Enabling graceful node shutdown on EKS in Kubernetes 1.21
Kubernetes 1.21 was released in April, and with it, a new feature graduated to beta. Graceful node shutdown allows the kubelet to detect when the system is being shut down, and delays this shutdown by a small amount of time to ensure that all of the pods on the node can be terminated gracefully.
This feature fills a gap in the current tooling when running Kubernetes in AWS. We have the Node Termination Handler for detecting node shutdowns based on EC2 events, but this won’t handle the simple case of stopping or restarting a node outside of the node’s normal lifecycle (e.g. lifecycle events related to being part of an ASG).
With EKS now supporting Kubernetes 1.21, you might think you get access to graceful node shutdown for free.
Not quite.
It requires a little bit of configuration, but it’s a pretty simple fix for a lot of gain.
This post is a bit of a journal of my process when figuring out how to configure this feature on EKS, with a section at the end that outlines the final set of steps to enable this feature.
Process
To start, we’ll SSH/SSM to a node, and try and configure the feature manually. Once we’ve got that working, we’ll automate.
My first thought was to just add the required configuration fields to the kubelet’s configuration file, and see if that worked.
The kubelet reads configuration from /etc/kubernetes/kubelet/kubelet-config.json
, and the configuration API is
documented at kubelet.config.k8s.io/v1beta1.
I tried adding the shutdownGracePeriod
and shutdownGracePeriodCriticalPods
fields.
The format is the standard Golang duration format i.e. 3m30s
for 3 minutes and 30 seconds.
On our cluster, from the time a pod first goes into Pending
, to launching a new node and that pod being scheduled (with low priority)

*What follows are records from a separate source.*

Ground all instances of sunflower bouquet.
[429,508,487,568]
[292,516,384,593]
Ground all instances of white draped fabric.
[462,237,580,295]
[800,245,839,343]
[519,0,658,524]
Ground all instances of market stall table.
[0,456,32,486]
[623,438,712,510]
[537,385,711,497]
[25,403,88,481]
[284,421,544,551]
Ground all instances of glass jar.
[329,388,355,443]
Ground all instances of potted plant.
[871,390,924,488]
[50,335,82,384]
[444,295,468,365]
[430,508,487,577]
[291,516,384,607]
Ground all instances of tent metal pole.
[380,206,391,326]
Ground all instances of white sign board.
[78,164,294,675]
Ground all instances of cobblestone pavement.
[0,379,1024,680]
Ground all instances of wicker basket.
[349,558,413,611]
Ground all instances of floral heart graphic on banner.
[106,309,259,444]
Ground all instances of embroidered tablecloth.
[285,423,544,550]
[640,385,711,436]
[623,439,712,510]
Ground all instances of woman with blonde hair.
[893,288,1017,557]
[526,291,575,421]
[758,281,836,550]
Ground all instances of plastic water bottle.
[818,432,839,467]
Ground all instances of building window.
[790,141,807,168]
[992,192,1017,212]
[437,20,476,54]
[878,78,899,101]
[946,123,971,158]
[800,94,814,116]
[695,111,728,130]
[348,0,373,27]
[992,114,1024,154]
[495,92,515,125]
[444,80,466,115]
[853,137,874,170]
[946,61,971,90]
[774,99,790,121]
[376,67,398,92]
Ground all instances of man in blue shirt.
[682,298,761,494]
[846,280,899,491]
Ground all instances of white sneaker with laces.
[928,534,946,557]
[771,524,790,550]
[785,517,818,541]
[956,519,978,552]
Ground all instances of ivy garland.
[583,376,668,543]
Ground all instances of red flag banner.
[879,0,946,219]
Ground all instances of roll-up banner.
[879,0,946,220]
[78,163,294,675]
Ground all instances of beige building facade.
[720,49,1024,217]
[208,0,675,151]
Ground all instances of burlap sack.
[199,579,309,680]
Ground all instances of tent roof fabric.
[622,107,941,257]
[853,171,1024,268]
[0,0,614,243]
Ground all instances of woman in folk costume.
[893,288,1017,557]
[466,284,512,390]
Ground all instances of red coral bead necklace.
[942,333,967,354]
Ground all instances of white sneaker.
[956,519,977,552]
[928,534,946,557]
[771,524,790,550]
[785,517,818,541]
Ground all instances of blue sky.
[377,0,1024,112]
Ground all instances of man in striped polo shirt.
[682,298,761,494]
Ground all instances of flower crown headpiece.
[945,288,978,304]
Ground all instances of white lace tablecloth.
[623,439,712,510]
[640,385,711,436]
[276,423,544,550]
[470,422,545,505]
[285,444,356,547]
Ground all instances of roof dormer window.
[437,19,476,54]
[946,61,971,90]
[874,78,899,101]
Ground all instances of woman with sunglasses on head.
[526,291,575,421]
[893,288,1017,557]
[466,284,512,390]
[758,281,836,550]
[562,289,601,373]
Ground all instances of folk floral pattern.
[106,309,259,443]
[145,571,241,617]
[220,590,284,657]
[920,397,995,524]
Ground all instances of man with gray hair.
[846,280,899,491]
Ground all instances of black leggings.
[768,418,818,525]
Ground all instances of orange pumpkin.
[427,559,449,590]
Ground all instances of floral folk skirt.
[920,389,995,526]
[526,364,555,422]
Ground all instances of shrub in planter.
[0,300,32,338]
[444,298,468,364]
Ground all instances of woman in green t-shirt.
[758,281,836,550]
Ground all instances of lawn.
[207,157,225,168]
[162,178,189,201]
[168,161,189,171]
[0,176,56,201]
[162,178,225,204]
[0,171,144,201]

is about 3m15s. So 4m feels like a good amount of time to wait for regular pods to be evicted, and then another 2m for system
critical pods.
In the end, my KubeletConfiguration
looked like this
{
"kind": "KubeletConfiguration",
"apiVersion": "kubelet.config.k8s.io/v1beta1",
"address": "0.0.0.0",
...
<snip>
...
"maxPods": 58,
"shutdownGracePeriod": "6m",
"shutdownGracePeriodCriticalPods": "2m"
}
The two lines at the bottom are the new parts.
Now, the kubelet should be configured, we need to restart the Systemd service so that the configuration takes effect.
sudo systemctl restart kubelet
The graceful node shutdown feature uses Systemd inhibitor locks, so we should be able to check whether the kubelet has taken a lock:
$ sudo systemd-inhibit --list
0 inhibitors listed.
However we find no inhibitors.
Looking at the kubelet logs:
$ sudo journalctl -u kubelet | grep shutdown
Jul 29 06:22:01 <node-hostname> kubelet[20169]: E0729 06:22:01.860159 20169 kubelet.go:1407] "Failed to start node shutdown manager" err="failed reading InhibitDelayMaxUSec property from logind: Message recipient disconnected from message bus without replying"
This indicates an issue with logind.
Based on the logind man page, the issue is probably
that we haven’t configured InhibitDelayMaxSec
.
We can check that by looking at /etc/systemd/logind.conf
and seeing that the file has all of the options commented
out.
We’re going to leave /etc/systemd/logind.conf
alone, because this is where Amazon would configure any defaults they
wanted to configure.
Instead, we’re going to create a file under /etc/systemd/logind.conf.d/
.
At this point, I discovered that there actually already was a file in this directory called 99-kubelet.conf
:
$ cat /etc/systemd/logind.conf.d/99-kubelet.conf
# Kubelet logind override
[Login]
InhibitDelayMaxSec=360
Seems like the kubelet attempts to configure logind for us if it can’t make the graceful node shutdown feature work.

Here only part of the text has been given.